In Paris, several thousand people gathered at Place de la République early in the afternoon, according to the organizers. The Ministry of the Interior totaled 10,880 demonstrators in France, including 2,500 in Paris.

“Anti-patriarchy, anti-capitalist, solidarity with trans people everywhere! “, chanted participants, while signs demanded “Health resources for transitions”.

Other gatherings took place over the weekend in forty-nine cities in France, notably in Lyon, Marseille or Montpellier, but also in Belgium, Brussels and Liège, according to the organizers.

In Montpellier, the gathering brought together between 550 people, according to the organizers, and 400, according to the prefecture. Sit-ins, “Trans and feminist response” banner and speeches punctuated the demonstration. During the event, two people nearby threw small stones at some participants, noted an Agence France-Presse (AFP) correspondent.

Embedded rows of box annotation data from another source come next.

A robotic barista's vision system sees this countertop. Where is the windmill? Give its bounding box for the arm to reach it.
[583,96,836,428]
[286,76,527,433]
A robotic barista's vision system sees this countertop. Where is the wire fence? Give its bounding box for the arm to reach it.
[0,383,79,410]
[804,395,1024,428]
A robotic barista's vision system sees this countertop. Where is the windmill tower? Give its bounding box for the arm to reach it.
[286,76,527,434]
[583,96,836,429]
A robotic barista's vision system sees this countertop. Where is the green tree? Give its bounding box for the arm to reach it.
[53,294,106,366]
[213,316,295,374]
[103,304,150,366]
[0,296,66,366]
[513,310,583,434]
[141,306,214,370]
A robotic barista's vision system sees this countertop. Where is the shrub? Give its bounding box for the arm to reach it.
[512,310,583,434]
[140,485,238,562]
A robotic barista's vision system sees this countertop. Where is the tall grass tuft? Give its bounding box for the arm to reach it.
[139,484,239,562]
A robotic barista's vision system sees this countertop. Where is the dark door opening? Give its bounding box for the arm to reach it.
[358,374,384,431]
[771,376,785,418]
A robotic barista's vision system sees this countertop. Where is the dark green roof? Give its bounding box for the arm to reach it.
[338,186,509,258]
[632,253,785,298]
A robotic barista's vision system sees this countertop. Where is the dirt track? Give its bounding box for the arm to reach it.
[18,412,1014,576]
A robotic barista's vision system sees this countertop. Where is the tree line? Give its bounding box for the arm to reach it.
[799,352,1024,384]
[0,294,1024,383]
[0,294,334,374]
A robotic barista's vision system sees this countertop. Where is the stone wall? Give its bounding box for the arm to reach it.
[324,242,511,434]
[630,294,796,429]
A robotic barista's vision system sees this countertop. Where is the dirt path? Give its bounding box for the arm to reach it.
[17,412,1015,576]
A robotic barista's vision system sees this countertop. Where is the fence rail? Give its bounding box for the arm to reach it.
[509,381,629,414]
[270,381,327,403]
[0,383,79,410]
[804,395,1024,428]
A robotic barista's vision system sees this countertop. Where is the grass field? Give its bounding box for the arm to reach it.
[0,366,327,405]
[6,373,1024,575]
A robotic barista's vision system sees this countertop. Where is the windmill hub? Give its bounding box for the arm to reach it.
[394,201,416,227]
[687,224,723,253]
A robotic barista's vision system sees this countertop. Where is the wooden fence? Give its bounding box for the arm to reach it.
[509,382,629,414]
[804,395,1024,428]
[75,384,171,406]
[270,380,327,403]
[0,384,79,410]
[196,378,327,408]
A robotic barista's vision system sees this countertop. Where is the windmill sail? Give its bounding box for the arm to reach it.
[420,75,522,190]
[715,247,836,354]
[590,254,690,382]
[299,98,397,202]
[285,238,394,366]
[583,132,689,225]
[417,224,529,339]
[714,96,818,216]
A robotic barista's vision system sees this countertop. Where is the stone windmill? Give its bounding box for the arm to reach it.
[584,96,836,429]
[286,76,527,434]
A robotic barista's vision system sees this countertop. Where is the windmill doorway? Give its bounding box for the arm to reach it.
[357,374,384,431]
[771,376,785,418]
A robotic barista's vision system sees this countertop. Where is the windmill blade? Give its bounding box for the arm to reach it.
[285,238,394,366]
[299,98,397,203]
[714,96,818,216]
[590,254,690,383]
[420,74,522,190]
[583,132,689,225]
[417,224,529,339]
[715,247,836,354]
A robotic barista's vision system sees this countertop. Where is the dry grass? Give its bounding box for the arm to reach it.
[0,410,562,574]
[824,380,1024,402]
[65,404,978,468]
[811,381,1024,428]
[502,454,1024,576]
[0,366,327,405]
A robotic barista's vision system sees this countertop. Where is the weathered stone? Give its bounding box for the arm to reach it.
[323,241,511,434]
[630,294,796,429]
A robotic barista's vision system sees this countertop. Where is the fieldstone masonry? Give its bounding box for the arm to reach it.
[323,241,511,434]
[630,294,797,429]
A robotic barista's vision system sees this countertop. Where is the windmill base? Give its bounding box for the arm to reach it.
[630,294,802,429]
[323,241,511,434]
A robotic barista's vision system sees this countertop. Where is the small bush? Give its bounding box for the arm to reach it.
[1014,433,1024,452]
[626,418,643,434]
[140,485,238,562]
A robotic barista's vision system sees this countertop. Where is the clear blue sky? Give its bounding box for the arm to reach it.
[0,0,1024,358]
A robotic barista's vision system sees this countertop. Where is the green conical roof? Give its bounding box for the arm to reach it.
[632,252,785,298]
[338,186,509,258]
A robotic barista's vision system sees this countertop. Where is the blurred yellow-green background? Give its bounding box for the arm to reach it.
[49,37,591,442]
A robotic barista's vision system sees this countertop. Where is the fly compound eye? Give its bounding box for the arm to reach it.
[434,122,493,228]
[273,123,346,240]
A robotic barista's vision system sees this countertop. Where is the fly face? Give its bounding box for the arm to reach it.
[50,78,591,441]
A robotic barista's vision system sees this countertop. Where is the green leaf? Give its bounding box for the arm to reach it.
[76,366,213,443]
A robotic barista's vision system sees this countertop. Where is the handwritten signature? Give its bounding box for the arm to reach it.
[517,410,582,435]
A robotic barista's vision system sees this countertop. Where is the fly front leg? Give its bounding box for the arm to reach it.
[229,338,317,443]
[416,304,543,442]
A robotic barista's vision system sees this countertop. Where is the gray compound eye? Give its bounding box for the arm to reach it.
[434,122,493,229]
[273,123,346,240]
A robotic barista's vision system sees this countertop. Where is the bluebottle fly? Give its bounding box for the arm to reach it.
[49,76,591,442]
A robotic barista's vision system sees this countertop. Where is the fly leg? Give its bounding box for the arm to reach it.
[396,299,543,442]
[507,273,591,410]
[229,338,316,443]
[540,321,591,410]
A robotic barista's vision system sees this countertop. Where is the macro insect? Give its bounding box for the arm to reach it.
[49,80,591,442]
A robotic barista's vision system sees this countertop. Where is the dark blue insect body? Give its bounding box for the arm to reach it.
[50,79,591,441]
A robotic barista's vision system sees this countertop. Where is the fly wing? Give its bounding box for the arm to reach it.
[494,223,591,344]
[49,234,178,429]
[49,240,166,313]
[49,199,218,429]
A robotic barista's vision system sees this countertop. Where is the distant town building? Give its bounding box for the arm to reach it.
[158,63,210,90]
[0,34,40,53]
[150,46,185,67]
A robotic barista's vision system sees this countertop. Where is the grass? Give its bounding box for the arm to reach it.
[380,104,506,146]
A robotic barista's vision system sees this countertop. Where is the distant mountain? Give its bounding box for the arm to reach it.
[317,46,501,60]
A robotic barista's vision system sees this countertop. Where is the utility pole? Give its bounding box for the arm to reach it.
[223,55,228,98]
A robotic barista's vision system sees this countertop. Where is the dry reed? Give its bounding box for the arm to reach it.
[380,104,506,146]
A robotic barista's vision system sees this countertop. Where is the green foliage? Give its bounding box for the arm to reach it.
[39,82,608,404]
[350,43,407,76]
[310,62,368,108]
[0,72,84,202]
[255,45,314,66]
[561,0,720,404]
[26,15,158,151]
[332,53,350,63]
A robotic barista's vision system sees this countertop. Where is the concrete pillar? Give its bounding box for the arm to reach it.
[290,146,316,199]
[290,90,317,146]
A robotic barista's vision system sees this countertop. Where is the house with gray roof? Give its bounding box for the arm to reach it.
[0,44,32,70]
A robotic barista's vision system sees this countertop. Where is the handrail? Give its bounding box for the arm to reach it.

“That’s our daily life,” say Elsa and Anaïs, two organizers, who prefer not to reveal their last name, for fear of reprisals. “Today, there is an urgent need to defend the rights of all, in a context where right-wing and far-right elected officials are attacking the rights of trans people and disclosing false information about children in a transidentity situation,” insist -they.

The call for mobilization was launched by more than 800 groups and personalities (Annie Ernaux, Vanessa Springora, Act Up Paris, Family Planning, etc.) in a column published Tuesday by Politis. France Insoumise and the Socialist Party had also called for people to join the rallies.

To date, 1,900 people have signed this appeal to “urgently respond to the atrocious climate” which weighs on trans people in France and other countries, said during a press conference organized ahead of the rally. Parisian Sasha Yaropolskaya, activist of the collective Du pain et des roses.

In their crosshairs and that of the demonstrators, a report on the transidentification of minors drawn up by the group Les Républicains au Senate. Associations see in this text, which led to a bill which will be examined on May 28 in a public session, a return to conversion therapy, which its authors deny.

Senate report deemed transphobic

The associations also denounce the publication and promotion of the book Transmania, which presents itself as an “investigation into the abuses of transgender identity”, and a proposed law from National Rally MP Joëlle Mélin aimed at “protecting minors against certain medical and surgical practices” regarding gender transition. A “reactionary context”, deplores Laura Menge, lawyer and LGBT activist.

“The messages of the two authors [of the book Transmania] are dangerous, we find the rhetoric that we had in the 1980s against homosexuals and which is coming back today in force against transgender people,” denounces Maxime Haes, spokesperson from Stop Homophobia.

The operator JCDecaux removed the posters promoting the book from the streets of the capital, after being questioned by Paris City Hall, which deemed them contrary to its ethics charter and apologized.

A conference in the presence of the two authors, who defend themselves against any transphobia and denounce “censorship”, is planned for Monday evening at Panthéon-Assas University at the initiative of the La Cocarde student union.

Despite calls to ban the event, the university president told AFP he had made the decision to maintain it “in the name of freedom of expression”. “Universities are above all places for debate and confrontation of ideas, including when ideas are debatable, or even frankly contestable,” declared Stéphane Braconnier.

“The conference will be filmed: if transphobic, discriminatory or homophobic comments were to be made, I will not hesitate for a single second to refer the matter to the public prosecutor or to initiate disciplinary proceedings,” he added.